Patients with good performance status and residual tumour after radiotherapy and/or chemotherapy may benefit from a second surgical resection(8).
For management of recurrent tumours follow this link.
References:
- Curran WJ, Scott CB, Horton J et al. Recursive partitioning analysis of prognostic factors in three Radiation Therapy Oncology Group Malignant glioma trials. J Nat Cancer Inst 85(9):704-710, 1993.

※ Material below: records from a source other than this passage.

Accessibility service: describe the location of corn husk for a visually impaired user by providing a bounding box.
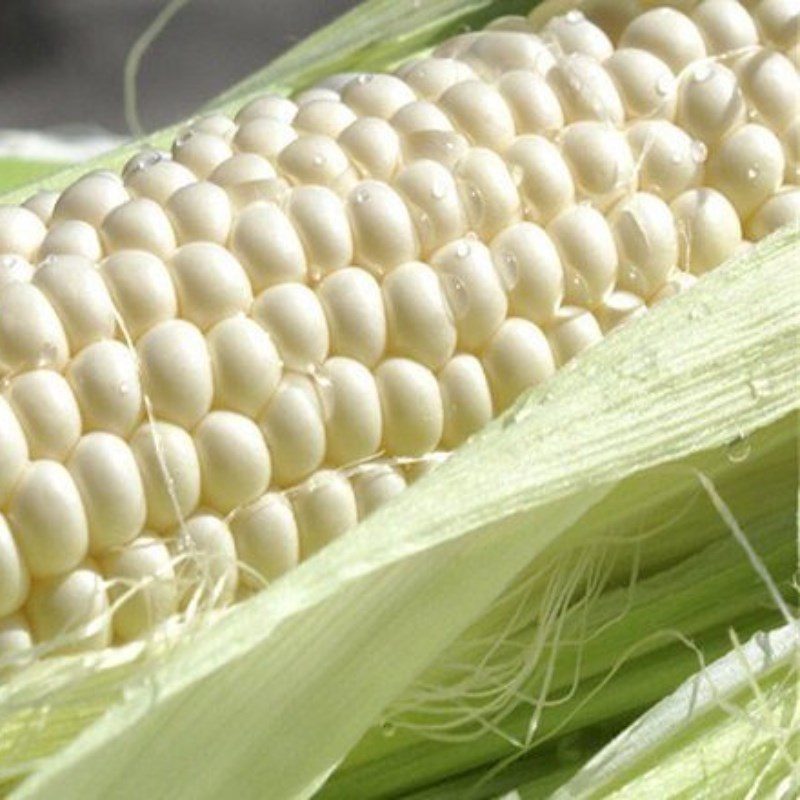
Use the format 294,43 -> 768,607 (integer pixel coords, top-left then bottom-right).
0,0 -> 800,798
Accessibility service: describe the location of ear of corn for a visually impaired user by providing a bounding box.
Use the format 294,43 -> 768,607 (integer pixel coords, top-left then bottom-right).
0,4 -> 797,796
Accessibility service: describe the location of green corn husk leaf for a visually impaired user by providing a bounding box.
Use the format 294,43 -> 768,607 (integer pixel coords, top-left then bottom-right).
544,620 -> 800,800
0,0 -> 800,798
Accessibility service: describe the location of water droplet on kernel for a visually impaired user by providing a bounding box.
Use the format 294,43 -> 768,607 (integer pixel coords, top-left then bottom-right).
725,433 -> 752,464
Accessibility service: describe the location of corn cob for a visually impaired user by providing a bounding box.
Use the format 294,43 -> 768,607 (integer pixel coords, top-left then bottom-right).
0,0 -> 800,657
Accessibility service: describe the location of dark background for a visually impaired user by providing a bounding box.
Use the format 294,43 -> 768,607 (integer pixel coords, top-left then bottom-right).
0,0 -> 356,134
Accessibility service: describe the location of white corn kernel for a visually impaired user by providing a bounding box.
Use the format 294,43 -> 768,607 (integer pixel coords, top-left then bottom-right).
382,261 -> 457,370
251,283 -> 329,372
0,205 -> 47,263
648,270 -> 697,306
278,133 -> 353,189
22,189 -> 60,225
39,219 -> 103,261
671,188 -> 742,274
745,186 -> 800,241
628,120 -> 705,202
737,48 -> 800,133
101,197 -> 175,258
594,284 -> 648,334
174,513 -> 239,606
7,461 -> 89,578
491,222 -> 564,325
375,358 -> 444,456
208,153 -> 275,186
0,396 -> 28,508
128,159 -> 197,205
169,242 -> 253,330
603,47 -> 677,120
458,31 -> 554,80
235,94 -> 297,125
347,181 -> 419,274
229,202 -> 306,292
753,0 -> 800,50
130,422 -> 200,531
233,117 -> 297,161
402,131 -> 470,170
782,117 -> 800,184
547,53 -> 625,125
292,470 -> 358,559
136,319 -> 214,429
547,205 -> 618,308
338,117 -> 400,181
351,464 -> 408,519
505,135 -> 575,225
561,122 -> 636,210
691,0 -> 758,58
67,433 -> 147,554
52,171 -> 130,228
316,356 -> 383,466
67,340 -> 144,439
619,7 -> 706,74
184,114 -> 237,141
391,100 -> 453,134
707,122 -> 784,219
678,61 -> 747,143
439,80 -> 516,153
33,256 -> 117,353
194,411 -> 272,514
497,70 -> 564,136
0,614 -> 33,672
431,239 -> 508,351
101,536 -> 178,642
397,56 -> 476,100
609,192 -> 678,297
455,147 -> 521,240
0,514 -> 31,620
292,100 -> 357,139
172,130 -> 233,180
542,10 -> 614,61
259,372 -> 326,486
547,306 -> 603,367
25,564 -> 111,655
0,283 -> 69,373
482,317 -> 555,412
231,494 -> 300,588
342,73 -> 417,119
439,354 -> 497,449
286,186 -> 353,273
6,369 -> 81,461
317,267 -> 386,367
166,181 -> 232,244
395,159 -> 467,255
206,317 -> 283,417
0,255 -> 35,289
100,250 -> 178,340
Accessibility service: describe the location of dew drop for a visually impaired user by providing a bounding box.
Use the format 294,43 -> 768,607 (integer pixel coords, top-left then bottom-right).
442,272 -> 469,320
497,250 -> 519,292
725,433 -> 752,464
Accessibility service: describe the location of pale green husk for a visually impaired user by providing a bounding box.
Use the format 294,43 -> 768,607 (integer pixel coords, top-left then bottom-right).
0,0 -> 800,798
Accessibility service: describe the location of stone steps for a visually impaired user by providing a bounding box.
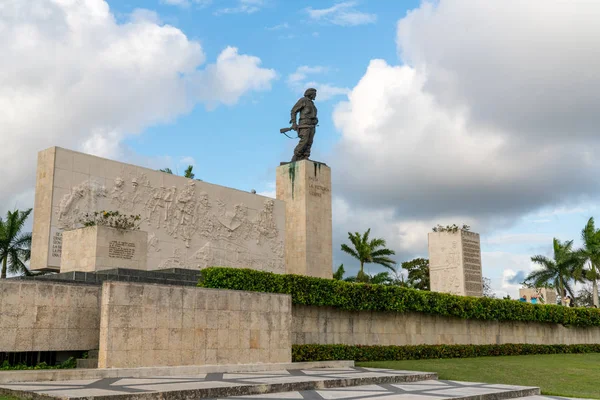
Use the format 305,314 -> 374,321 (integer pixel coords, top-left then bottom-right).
0,367 -> 540,400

- Wood JR, Green SB, Shapiro WR. The prognostic importance of tumour size in malignant gliomas: a computed tomographic scan study by the Brain Tumour Cooperative Group. J Clin Oncol 6(2): 338-43, 1988.

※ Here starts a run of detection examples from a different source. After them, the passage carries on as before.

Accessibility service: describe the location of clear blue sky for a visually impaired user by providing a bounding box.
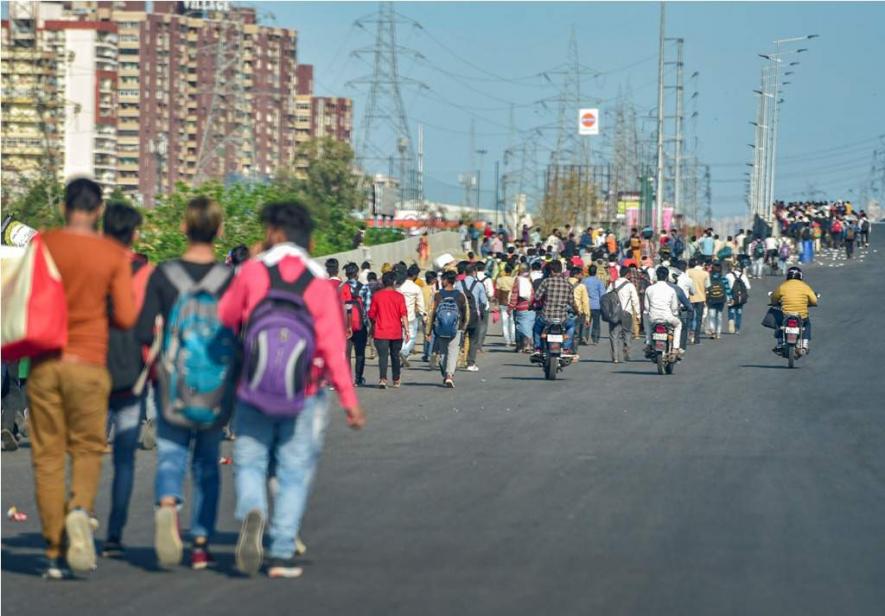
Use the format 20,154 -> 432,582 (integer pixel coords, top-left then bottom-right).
260,2 -> 885,215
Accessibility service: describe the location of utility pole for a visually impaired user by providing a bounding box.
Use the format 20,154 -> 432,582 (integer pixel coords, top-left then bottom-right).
495,160 -> 501,226
476,148 -> 488,213
417,122 -> 424,212
655,2 -> 667,231
673,38 -> 685,214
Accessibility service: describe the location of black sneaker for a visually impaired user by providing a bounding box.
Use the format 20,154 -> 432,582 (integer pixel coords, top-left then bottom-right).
41,558 -> 74,580
237,509 -> 264,575
0,428 -> 18,451
267,558 -> 304,579
101,539 -> 126,558
191,543 -> 215,571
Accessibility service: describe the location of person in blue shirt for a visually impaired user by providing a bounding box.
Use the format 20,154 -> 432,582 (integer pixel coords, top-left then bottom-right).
456,263 -> 489,372
698,231 -> 716,263
582,265 -> 605,344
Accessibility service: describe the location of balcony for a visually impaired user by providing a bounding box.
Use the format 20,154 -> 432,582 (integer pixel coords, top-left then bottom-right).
117,37 -> 141,49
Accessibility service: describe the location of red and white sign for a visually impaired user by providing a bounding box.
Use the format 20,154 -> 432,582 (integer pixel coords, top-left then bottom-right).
578,109 -> 599,135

- Walker MD, Alexander E, Hunt WE et al. Evaluation of BCNU and/or radiotherapy in the treatment of anaplastic gliomas. J Neurosurg 49(3): 333-43, 1978.
- Bauman GS, Gaspar LE, Fisher BJ et al. A prospective study of short course radiotherapy in poor prognosis glioblastoma multiforme. Int J Rad Onc Biol Phys 29(4): 835-9, 1994.
- Fine HA, Dear KB, Loeffler JS et al. Meta-analysis of radiation therapy with and without adjuvant chemotherapy for malignant gliomas in adults. Cancer 71(8): 2585-2597, 1993.
- Levin VA, Silver P, Hannigan J et al. Superiority of post-radiation adjuvant chemotherapy with CCNU, procarbazine, and Vincristine (PCV) over BCNU for anaplastic gliomas. NCOC 6G61 Final Report. Int J Rad Onc Biol Phys 18(2): 321-323, 1990.
- Rodriguez LA, Levin VA. Does chemotherapy benefit the patient with a central nervous system glioma? Oncology 1(9): 29-36, 1987.
- Young B, Oldfield EH, Markesbery WR et al. Reoperation for glioblastoma. J Neurosurg 55(6): 917-21, 1981.
- Glioma Meta-analysis Trialists Group. Chemotherapy in adult high grade glioma: a systematic review and meta-analysis of individual patient data from 12 randomized trials. Lancet 359: 1011-18, 2002.
- Prados MD, Scott C, Curran WJ, et al. Procarbazine, lomustine, and vincristine (PCV) chemotherapy for anaplastic astrocytoma: a retrospective review of Radiation Therapy Oncology Group protocols comparing survival with carmustine or PCV adjuvant chemotherapy. J Clin Oncol 17:3389-95, 1999.
- Medical Research Council Brain Tumour Working Party. Randomized trial of procarbazine, lomustine and vincristine in the adjuvant treatment of high grade astrocytoma: a Medical Research Council trial. J Clin Oncol 19:509-18, 2001.